Schaefer and Picker say yes, data matters, but so do the hands it is in, and they think prescribing data in the hands of sales people with a Lipitor quota to hit is hardly a guarantee of better medicine or patient care.

If Dr. Schaefer’s name looks familiar, you might have seen his letter to the editor in the Wall Street Journal on Saturday.

“Frankly,” he wrote, “I am tired of hearing Big Pharma complain. There may be a crisis looming, but it is largely a self-made crisis and not even close to the one faced by patients who haven’t been able to afford their medicines in recent years.”  If you are a subscriber, go here.  And he and Picker have been in the op-ed pages before in support of stopping the sale of prescriber data for marketing purposes.

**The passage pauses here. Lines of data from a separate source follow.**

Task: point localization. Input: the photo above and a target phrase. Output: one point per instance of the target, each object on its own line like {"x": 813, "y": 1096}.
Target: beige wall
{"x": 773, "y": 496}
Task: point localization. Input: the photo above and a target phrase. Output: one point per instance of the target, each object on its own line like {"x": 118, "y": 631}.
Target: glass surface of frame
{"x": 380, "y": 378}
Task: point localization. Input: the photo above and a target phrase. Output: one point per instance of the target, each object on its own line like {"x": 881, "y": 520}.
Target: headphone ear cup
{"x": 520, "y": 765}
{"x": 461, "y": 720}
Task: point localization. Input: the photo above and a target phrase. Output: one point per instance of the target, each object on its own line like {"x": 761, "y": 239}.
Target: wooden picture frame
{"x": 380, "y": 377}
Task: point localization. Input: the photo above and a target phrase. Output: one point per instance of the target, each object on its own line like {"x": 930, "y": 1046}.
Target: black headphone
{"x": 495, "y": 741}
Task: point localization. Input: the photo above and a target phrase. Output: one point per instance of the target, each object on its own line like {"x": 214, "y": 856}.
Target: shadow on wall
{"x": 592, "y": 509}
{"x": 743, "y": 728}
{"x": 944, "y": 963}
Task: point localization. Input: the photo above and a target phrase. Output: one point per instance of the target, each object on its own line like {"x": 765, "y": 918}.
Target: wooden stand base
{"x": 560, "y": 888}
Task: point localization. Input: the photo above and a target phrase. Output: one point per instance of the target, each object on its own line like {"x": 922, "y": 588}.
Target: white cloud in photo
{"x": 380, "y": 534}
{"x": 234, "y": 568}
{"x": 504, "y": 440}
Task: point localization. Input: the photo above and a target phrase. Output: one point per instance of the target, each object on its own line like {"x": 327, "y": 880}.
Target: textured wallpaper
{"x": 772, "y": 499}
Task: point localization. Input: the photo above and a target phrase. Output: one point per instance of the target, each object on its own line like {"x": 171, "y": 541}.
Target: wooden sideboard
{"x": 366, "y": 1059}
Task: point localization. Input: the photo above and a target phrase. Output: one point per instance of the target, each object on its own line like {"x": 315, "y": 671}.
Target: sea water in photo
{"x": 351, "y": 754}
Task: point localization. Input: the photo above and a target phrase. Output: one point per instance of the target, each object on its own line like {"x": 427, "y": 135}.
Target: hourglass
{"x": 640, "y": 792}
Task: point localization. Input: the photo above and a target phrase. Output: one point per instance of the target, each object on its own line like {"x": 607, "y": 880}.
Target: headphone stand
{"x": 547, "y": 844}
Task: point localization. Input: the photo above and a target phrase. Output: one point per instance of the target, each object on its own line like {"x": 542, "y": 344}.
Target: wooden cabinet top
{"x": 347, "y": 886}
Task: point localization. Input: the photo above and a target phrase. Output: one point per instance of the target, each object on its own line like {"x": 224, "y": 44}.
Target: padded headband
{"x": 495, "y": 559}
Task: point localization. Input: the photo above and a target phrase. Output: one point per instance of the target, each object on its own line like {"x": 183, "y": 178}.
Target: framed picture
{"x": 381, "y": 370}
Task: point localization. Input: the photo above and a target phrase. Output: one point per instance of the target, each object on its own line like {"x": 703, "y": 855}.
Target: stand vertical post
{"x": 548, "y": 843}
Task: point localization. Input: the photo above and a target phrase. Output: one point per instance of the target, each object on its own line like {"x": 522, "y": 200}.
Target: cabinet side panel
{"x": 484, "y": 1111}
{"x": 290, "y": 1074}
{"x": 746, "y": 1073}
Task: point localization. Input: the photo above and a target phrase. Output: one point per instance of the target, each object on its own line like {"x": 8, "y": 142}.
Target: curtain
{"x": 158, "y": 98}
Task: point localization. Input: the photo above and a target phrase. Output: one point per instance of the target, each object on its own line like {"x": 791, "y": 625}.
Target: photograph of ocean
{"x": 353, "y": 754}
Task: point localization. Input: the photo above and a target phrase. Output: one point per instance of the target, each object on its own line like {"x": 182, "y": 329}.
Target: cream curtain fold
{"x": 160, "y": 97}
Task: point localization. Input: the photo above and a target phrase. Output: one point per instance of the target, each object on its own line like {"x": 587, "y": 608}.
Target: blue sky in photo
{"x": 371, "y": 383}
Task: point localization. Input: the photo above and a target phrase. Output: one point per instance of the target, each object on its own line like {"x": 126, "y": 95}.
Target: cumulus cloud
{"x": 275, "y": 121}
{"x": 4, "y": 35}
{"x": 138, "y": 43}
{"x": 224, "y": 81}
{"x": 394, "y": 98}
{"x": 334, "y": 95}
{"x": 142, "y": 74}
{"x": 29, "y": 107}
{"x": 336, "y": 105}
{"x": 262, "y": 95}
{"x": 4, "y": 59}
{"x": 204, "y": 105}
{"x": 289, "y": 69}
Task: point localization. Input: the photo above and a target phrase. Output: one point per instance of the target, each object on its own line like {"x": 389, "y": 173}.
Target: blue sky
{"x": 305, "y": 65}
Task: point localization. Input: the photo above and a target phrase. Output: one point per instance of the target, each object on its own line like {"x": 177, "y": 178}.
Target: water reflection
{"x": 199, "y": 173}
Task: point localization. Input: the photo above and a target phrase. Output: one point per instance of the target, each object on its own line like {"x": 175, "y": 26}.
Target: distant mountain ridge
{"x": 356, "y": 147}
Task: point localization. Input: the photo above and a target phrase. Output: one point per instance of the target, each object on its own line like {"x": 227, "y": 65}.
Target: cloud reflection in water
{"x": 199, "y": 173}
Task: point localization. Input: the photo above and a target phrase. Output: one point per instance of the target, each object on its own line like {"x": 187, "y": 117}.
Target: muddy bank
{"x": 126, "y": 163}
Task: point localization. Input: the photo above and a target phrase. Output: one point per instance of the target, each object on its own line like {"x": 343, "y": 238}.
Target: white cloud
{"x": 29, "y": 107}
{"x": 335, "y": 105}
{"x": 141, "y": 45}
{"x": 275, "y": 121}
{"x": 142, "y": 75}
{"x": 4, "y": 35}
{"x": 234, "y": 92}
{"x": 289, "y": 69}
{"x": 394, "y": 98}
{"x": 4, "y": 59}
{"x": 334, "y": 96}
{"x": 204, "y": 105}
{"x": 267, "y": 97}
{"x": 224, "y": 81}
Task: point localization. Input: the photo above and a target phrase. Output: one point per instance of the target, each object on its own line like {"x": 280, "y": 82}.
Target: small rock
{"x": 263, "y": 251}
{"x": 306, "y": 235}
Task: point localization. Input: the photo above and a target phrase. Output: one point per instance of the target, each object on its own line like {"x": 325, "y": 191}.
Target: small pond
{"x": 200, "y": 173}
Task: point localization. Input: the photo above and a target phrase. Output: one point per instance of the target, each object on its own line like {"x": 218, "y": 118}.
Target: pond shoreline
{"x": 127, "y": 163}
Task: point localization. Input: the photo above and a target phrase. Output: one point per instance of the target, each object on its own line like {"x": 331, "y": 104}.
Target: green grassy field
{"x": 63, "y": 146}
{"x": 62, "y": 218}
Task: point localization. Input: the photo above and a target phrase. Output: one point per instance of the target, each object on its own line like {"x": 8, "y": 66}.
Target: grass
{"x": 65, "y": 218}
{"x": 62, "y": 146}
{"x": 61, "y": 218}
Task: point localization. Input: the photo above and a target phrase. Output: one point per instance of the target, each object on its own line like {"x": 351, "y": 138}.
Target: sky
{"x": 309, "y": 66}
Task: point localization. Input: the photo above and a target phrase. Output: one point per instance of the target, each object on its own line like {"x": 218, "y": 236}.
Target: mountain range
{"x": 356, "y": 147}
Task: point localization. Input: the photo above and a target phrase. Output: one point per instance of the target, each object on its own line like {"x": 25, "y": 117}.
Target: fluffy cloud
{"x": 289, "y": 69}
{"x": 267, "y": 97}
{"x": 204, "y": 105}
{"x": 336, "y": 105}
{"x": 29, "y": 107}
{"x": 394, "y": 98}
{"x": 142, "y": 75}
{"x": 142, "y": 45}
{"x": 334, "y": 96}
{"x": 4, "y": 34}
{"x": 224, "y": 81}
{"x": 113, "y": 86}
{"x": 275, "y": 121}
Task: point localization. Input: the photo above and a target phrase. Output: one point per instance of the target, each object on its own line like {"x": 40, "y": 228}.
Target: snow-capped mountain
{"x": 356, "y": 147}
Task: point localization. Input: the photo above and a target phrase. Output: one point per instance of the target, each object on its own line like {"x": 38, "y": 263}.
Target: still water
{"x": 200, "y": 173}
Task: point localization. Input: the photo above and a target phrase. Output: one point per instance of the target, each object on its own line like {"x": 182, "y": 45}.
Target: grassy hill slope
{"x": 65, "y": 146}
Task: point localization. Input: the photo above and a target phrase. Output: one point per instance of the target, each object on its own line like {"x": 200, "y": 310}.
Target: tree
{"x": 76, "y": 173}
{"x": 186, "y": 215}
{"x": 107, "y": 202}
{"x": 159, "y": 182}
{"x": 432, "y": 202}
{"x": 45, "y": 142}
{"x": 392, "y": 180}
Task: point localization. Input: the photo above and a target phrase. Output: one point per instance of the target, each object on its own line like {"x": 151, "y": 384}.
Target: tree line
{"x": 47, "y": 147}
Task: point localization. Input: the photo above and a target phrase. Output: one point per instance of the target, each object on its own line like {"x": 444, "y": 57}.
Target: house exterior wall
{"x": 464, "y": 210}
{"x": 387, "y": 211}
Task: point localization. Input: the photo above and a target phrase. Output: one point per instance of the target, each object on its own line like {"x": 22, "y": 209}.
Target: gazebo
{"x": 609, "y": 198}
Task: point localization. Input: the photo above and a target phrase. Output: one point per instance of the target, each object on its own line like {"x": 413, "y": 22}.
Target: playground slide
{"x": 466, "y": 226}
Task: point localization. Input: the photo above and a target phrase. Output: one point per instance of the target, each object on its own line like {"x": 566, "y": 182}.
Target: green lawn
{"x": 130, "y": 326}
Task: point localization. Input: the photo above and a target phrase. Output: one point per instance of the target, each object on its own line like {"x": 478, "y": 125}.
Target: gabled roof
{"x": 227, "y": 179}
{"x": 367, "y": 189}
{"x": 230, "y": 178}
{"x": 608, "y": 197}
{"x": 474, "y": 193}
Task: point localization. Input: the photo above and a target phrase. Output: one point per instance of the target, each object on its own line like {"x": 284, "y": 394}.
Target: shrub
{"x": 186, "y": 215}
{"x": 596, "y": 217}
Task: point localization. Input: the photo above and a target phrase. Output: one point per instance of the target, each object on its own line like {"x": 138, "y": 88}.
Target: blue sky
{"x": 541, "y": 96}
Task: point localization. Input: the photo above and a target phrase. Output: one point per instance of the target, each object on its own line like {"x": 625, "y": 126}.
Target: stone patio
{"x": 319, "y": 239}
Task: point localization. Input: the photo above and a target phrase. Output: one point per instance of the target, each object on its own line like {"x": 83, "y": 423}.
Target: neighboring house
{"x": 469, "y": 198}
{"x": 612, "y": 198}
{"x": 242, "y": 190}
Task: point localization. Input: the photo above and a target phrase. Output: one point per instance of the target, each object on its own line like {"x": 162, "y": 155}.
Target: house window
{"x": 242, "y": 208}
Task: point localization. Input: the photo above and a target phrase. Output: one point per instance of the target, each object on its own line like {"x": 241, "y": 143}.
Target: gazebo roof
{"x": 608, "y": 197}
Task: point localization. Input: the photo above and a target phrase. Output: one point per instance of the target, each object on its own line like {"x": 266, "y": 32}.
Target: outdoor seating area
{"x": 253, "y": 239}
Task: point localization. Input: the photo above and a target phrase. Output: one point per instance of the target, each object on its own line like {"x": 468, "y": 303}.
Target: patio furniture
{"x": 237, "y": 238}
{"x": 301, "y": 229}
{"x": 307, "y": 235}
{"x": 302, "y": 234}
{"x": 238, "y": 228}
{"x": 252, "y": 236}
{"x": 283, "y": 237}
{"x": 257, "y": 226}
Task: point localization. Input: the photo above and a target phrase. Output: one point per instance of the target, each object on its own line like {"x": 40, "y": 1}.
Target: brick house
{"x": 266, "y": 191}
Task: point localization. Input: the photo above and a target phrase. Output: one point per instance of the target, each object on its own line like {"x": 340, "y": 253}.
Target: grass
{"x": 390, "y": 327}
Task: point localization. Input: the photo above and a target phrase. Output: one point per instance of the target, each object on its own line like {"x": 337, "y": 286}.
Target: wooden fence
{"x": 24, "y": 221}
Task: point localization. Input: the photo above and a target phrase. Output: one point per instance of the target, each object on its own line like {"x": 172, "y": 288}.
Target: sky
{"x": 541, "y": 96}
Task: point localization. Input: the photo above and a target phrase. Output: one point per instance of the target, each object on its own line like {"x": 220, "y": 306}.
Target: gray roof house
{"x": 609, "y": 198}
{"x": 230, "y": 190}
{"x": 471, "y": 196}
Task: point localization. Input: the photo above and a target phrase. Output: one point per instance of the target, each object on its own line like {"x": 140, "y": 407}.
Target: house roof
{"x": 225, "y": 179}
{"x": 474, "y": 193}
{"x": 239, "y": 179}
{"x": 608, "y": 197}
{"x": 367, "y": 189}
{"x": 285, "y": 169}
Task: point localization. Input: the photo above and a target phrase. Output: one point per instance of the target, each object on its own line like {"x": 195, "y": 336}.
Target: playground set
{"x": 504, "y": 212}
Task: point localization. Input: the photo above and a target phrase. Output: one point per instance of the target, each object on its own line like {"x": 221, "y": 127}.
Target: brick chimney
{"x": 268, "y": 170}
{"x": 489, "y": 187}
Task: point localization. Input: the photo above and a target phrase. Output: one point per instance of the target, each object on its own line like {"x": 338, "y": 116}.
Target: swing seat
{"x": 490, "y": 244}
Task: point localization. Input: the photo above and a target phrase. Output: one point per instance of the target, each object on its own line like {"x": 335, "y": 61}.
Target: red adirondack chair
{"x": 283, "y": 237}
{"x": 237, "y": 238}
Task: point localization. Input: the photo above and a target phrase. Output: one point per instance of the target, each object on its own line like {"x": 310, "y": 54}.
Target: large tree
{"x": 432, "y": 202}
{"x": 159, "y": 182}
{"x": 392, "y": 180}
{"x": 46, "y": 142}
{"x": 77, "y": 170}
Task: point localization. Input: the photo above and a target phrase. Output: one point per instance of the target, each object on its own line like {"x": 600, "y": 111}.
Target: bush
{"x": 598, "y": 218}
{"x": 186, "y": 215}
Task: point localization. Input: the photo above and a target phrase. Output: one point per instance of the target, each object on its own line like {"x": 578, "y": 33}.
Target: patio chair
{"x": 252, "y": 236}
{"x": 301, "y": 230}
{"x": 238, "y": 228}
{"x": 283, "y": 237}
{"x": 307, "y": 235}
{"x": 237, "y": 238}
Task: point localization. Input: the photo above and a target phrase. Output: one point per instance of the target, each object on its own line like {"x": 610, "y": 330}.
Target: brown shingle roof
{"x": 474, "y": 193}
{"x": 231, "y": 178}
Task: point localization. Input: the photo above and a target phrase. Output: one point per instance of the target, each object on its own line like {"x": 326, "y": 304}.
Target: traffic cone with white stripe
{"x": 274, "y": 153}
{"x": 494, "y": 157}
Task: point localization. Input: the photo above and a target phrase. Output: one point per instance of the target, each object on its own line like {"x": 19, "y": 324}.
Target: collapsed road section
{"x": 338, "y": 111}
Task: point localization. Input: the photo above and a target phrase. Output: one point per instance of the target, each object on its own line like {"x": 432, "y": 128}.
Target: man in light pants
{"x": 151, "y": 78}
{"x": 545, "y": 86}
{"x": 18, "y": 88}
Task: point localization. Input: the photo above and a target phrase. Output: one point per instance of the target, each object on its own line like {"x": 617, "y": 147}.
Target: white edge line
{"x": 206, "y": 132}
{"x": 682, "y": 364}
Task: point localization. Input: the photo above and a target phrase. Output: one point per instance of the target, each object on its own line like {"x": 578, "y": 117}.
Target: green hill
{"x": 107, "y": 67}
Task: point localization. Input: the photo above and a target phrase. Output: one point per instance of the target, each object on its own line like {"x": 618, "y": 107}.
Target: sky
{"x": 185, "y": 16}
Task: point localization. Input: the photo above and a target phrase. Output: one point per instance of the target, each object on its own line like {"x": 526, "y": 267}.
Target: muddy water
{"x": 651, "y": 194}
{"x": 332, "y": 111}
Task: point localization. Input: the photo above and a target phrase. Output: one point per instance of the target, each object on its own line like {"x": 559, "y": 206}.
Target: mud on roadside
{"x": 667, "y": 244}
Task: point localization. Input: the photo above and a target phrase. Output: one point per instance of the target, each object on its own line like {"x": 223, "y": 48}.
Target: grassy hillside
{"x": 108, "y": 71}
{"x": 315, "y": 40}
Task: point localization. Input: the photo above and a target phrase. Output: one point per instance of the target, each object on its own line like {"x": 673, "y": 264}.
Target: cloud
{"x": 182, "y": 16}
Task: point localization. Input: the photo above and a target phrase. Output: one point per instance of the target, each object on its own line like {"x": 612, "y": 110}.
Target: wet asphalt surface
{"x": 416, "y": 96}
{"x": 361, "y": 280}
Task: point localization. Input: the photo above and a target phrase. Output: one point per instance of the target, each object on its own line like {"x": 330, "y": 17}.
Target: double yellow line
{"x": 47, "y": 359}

What to make of Dr. Schaefer’s rising word count? Well, the conversation around conflict of interest is certainly not a new one, but one could argue (and we will) that the debate is heating up. PostScript takes it as a good sign that doctors are joining in as vigorously as Picker and Schaefer have. 

After all, medicine is not just practice but an idea, an ethic, and a critical, if broken, social contract.   Healing patients is good, yes, but healing them and also thinking about how it’s done and how it could be done better – in this case, without the over-the-shoulder help of the pharma’s sales team – is even better. 

Schaefer and Picker are both members of the National Physicians Alliance, a great group of docs and ally of the Project.   Other NPA docs in print (and online) are Daniel CarlatHoward Brody, and NPA blogger Chris McCoy.  But the common thread here is not the newsprint, but their self-made roles as citizen MDs.

Let’s be clear; we’re not talking about the long-standing tradition of the doctor-writer, the William Carlos Williams way of putting down the art and science of medicine in poems, or of Atul Gawande, who writes with a definite audience in mind (readers of The New Yorker, for one). 

Instead, Schaefer, Picker, and other physician-advocates like Carlat, Brody, Joshua Sharfstein and Roy Poses, to name just a few, are writing because they believe there are things that need to be said, opposed, and fought for.  As those practicing medicine, they have the twin right and responsibility to do it. And, let’s face it, the letters behind their name to get heard.